Linux Kernel KVM: arm64 Debug Checking Vulnerability in Non-Protected Guests with Huge Mappings

A vulnerability in the Linux kernel's KVM for arm64 architecture has been addressed. The issue arose when running with transparent huge pages and the CONFIG_NVHE_EL2_DEBUG option enabled. Under these conditions, the debug verification in the assert_host_shared_guest() function incorrectly assumed that memory mappings were single pages, leading to a kernel panic. This panic occurred because the debug check failed when launching a non-protected guest, causing a WARN_ON() message and a stack trace that highlighted the issue. The vulnerability has been fixed by modifying the debug check to accommodate block mappings, ensuring that the size is not explicitly verified but correctly assumed. The same adjustment was also applied in the __pkvm_host_mkyoung_guest() function.

Impact

The vulnerability could cause a kernel panic, disrupting the system's operation by halting the kernel's execution and stopping secondary CPUs, according to the reported stack trace.

Reproduction

The vulnerability can be reproduced by running a non-protected guest virtual machine on an arm64 host with transparent huge pages enabled and the CONFIG_NVHE_EL2_DEBUG option turned on.
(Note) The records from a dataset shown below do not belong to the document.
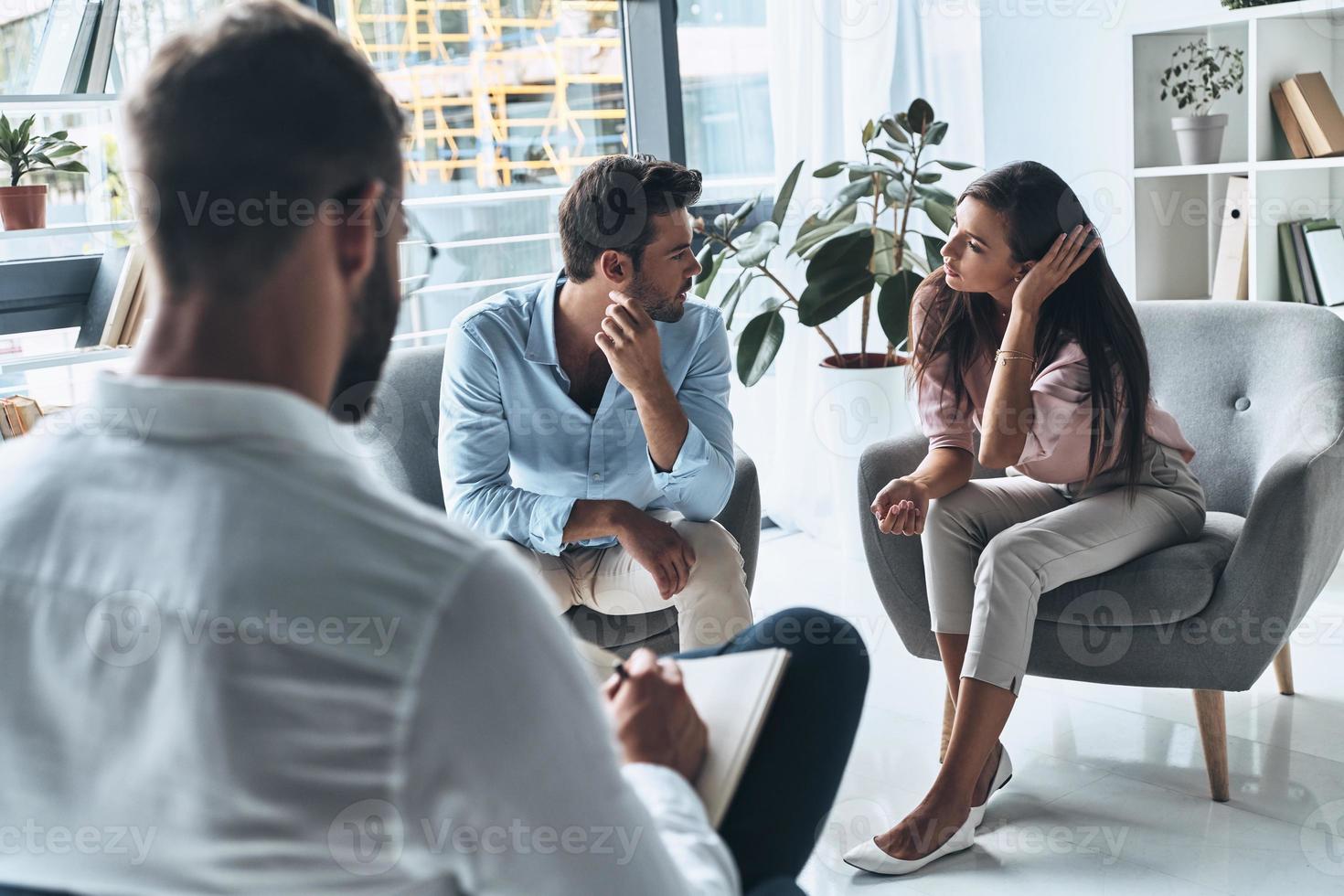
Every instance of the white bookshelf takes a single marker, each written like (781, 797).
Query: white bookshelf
(1178, 208)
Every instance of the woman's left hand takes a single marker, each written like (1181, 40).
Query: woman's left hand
(1064, 257)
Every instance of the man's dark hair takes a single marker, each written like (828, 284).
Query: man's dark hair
(246, 131)
(612, 205)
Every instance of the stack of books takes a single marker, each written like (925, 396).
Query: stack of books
(119, 300)
(17, 415)
(1309, 116)
(1313, 261)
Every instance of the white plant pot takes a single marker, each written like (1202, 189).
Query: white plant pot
(1199, 139)
(857, 407)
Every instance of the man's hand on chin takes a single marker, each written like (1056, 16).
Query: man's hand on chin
(656, 547)
(631, 343)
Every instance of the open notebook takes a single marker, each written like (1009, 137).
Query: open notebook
(732, 693)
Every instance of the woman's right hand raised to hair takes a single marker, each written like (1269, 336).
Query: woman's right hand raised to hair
(901, 507)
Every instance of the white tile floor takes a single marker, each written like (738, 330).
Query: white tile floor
(1109, 792)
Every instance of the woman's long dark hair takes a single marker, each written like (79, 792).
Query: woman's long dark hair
(1037, 206)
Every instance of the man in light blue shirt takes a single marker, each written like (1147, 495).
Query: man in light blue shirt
(585, 418)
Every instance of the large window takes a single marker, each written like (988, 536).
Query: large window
(723, 57)
(63, 62)
(507, 101)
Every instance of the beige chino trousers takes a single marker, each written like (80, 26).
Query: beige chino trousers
(992, 547)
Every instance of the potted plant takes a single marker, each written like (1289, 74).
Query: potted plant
(860, 248)
(864, 248)
(1197, 78)
(25, 152)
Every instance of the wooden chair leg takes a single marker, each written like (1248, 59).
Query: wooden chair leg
(949, 710)
(1212, 730)
(1284, 669)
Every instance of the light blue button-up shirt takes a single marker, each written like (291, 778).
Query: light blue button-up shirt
(517, 452)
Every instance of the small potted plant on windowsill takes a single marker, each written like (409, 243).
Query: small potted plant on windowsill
(1198, 77)
(25, 152)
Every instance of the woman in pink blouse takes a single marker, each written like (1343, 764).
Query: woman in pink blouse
(1026, 336)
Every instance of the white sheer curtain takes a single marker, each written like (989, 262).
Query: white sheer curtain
(834, 65)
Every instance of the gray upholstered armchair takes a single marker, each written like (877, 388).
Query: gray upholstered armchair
(1258, 389)
(402, 441)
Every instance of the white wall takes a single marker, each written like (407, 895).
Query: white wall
(1054, 85)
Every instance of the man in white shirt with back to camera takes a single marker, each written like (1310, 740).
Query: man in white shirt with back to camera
(235, 663)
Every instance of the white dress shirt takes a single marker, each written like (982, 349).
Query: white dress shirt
(233, 660)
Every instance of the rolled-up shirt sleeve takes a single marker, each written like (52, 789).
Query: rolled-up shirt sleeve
(943, 423)
(474, 454)
(1060, 440)
(700, 478)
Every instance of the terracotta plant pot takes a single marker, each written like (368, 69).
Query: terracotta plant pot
(23, 208)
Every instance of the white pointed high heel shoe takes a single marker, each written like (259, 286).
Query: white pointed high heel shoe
(1001, 775)
(869, 856)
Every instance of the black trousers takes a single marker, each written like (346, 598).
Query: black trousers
(792, 778)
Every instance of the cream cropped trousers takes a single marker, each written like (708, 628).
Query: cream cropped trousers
(992, 547)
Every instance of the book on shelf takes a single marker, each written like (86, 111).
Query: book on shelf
(1326, 249)
(1289, 254)
(1317, 113)
(1287, 123)
(1304, 265)
(1230, 268)
(117, 300)
(17, 415)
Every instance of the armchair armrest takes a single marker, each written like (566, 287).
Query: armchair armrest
(1287, 549)
(895, 563)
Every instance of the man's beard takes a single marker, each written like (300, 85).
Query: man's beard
(375, 321)
(660, 306)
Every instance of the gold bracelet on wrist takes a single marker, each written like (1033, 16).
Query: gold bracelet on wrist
(1006, 355)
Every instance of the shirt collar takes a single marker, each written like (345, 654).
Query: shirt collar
(540, 336)
(185, 409)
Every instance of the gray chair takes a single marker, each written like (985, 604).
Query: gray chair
(1258, 389)
(400, 438)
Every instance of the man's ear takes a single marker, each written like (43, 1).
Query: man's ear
(357, 231)
(615, 266)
This combination triggers the debug check in assert_host_shared_guest(), leading to a kernel panic. The issue can be observed in the KVM nVHE hypervisor, where the debug checking fails, causing a crash that can be traced back to the incorrect handling of memory mappings.

Remediation

Users can upgrade to the latest version of the Linux kernel where this vulnerability has been fixed. Instructions for downloading the patched version are available on the Linux kernel's official website.